Un suo procuratore in servizio, non in pensione, come ora, Gherardo Colombo, con altri due colleghi, (la dottoressa Ciaravolo e il dottor Gittardi) si offrirono, gratuitamente, d'aiutarci. Costituimmo il Gruppo di lavoro “Alì Babà”, un organo consultivo in funzione anticorruzione, 23 anni prima dell’Anac di Raffaele Cantone. Tra le molte utili azioni proposte, ne cito una sola: l’introduzione dei “patti d'integrità” - cosa sono lo racconto un’altra volta - che ci consentirono, in quasi 10 anni, di eliminare dall'elenco dei fornitori del Comune oltre 600 aziende che si erano rese responsabili di condotte illecite in danno della legge e dell'Amministrazione. Creammo un organismo interno: l’Internal auditing, ampiamente presente nelle imprese private, completamente assente nel "pubblico", che affiancasse il Segretario Generale (controllo di legalità formale delle procedure amministrative) con lo scopo di vagliare la congruità economica di ogni atto amministrativo.

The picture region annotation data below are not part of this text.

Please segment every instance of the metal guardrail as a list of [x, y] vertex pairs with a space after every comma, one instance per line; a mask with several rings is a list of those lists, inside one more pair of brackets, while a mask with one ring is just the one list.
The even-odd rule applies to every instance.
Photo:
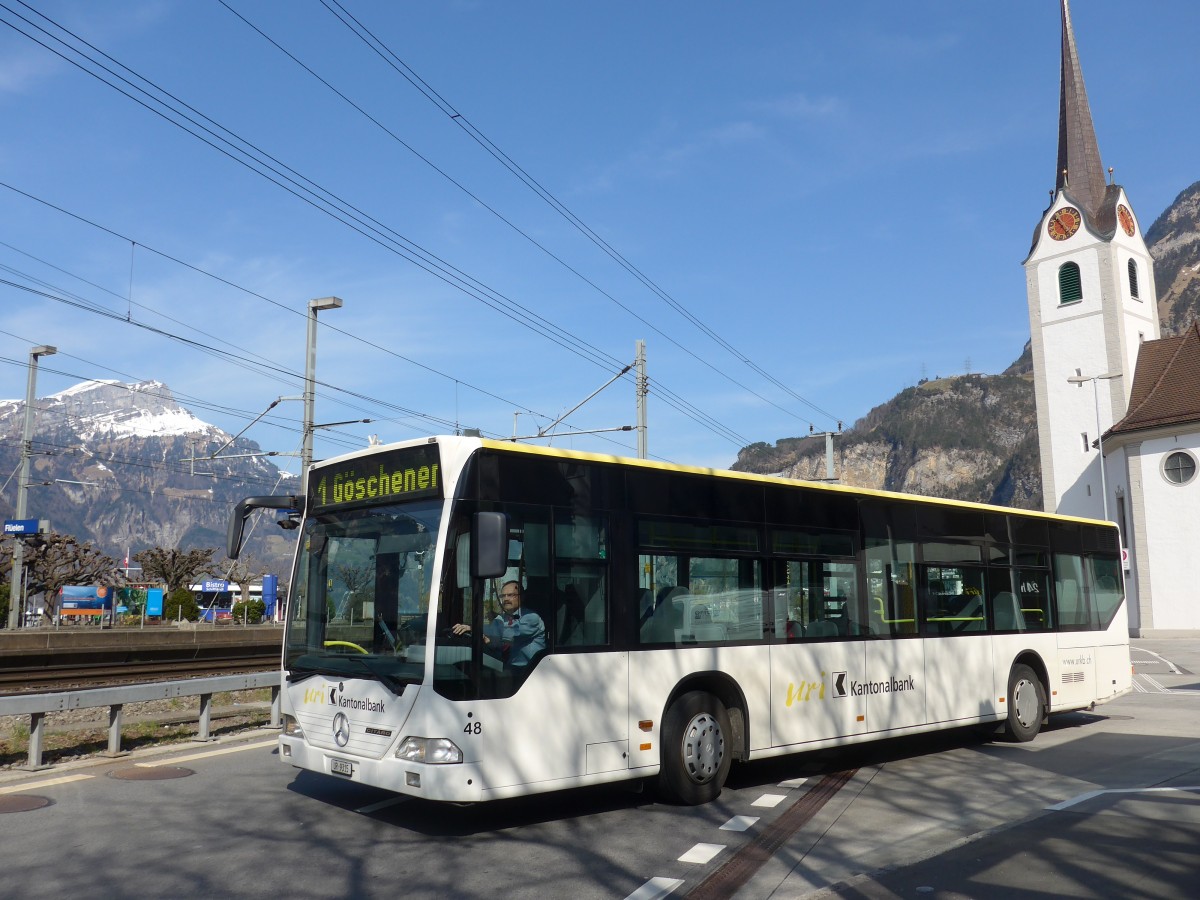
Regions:
[[226, 691], [271, 689], [271, 725], [280, 727], [280, 672], [256, 672], [254, 674], [216, 676], [214, 678], [190, 678], [176, 682], [151, 684], [127, 684], [114, 688], [60, 691], [56, 694], [26, 694], [0, 697], [0, 715], [29, 716], [29, 766], [42, 769], [42, 749], [46, 739], [46, 714], [67, 709], [91, 709], [108, 707], [108, 750], [106, 755], [121, 752], [121, 719], [126, 703], [146, 700], [172, 700], [174, 697], [199, 697], [199, 734], [196, 740], [211, 740], [212, 695]]

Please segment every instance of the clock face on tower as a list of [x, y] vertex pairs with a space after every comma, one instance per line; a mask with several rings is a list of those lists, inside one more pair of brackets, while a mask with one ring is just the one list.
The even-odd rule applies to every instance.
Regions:
[[1074, 206], [1063, 206], [1050, 216], [1050, 221], [1046, 222], [1046, 234], [1056, 241], [1064, 241], [1079, 230], [1082, 221], [1084, 217], [1079, 215], [1078, 209]]
[[1134, 228], [1136, 227], [1133, 221], [1133, 212], [1123, 203], [1117, 204], [1117, 221], [1121, 223], [1121, 228], [1133, 238]]

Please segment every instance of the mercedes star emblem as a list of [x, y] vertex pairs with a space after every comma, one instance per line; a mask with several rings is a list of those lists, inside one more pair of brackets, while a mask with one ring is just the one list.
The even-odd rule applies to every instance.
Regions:
[[346, 713], [334, 716], [334, 740], [338, 746], [350, 743], [350, 720], [346, 718]]

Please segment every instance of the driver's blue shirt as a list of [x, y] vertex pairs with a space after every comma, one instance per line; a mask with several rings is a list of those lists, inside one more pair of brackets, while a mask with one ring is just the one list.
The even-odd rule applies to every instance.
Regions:
[[528, 666], [534, 655], [546, 649], [546, 624], [541, 616], [517, 610], [509, 616], [500, 613], [484, 629], [488, 649], [503, 655], [510, 666]]

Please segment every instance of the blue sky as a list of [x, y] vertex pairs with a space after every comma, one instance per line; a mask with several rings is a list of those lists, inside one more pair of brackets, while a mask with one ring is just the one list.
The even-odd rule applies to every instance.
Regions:
[[[318, 457], [456, 422], [509, 436], [516, 410], [529, 434], [643, 338], [652, 456], [725, 467], [743, 443], [848, 426], [922, 377], [1000, 372], [1028, 337], [1020, 263], [1054, 185], [1054, 0], [4, 6], [5, 23], [20, 13], [82, 47], [55, 26], [68, 29], [388, 238], [5, 24], [0, 397], [24, 396], [29, 348], [50, 343], [41, 395], [158, 379], [238, 432], [300, 394], [307, 300], [337, 295], [316, 418], [376, 421], [318, 432]], [[1076, 0], [1072, 13], [1104, 164], [1148, 227], [1200, 179], [1200, 5]], [[294, 451], [300, 416], [284, 402], [247, 437]], [[629, 382], [570, 416], [634, 421]], [[554, 443], [635, 448], [631, 434]]]

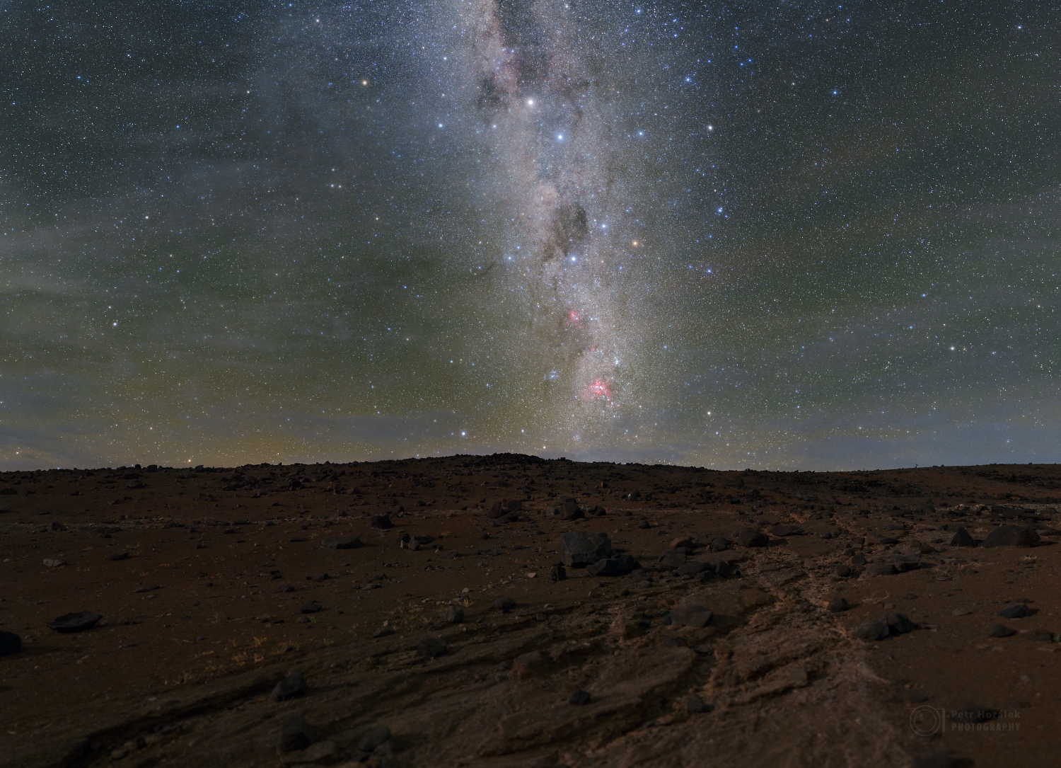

Il risultato fu il record di opere pubbliche dell’amministrazione civica in era repubblicana ed il record d’investimenti privati del mondo sul territorio del Comune di Milano, durante il nostro doppio turno di guardia, senza un solo avviso di garanzia per Sindaco, assessori, dirigenti comunali. Ho criticato la legge che rende una categoria indistinta: il “magistrato” infallibile ed irresponsabile. Chiunque di noi, in una situazione del genere, anche se animato dai migliori sentimenti ed obbediente ad alti valori ed ideali, sarebbe tentato di diventare un mostro. La mia critica è quindi più alla legge che alla categoria che, in alcuni casi, ne abusa.
Ma il fatto increscioso ed assurdo resta. Concludo. Considero Carlo Nordio il miglior ministro della Giustizia da quando esiste la Repubblica. Quando leggevo i suoi libri mi domandavo, con qualche flebile speranza: «Ma quando farà lui il ministro della Giustizia?». Ora lo sta facendo e la sua riforma darà un grande contributo alla civiltà giuridica della nostra Nazione! Forse, un po’ appannata.
Il Si ha tutto il mio appoggio e mi auguro che gli Italiani votino la riforma con oltre l’80% di consensi, come avvenne nel 1987 per il referendum sulla “Responsabilità civile dei magistrati”, dopo lo sciagurato martirio di Enzo Tortora. Ma quelle sette parole, in aggiunta al comma 2 dell’articolo 2 della nota legge, potrebbero fare molto, con molto meno sforzo!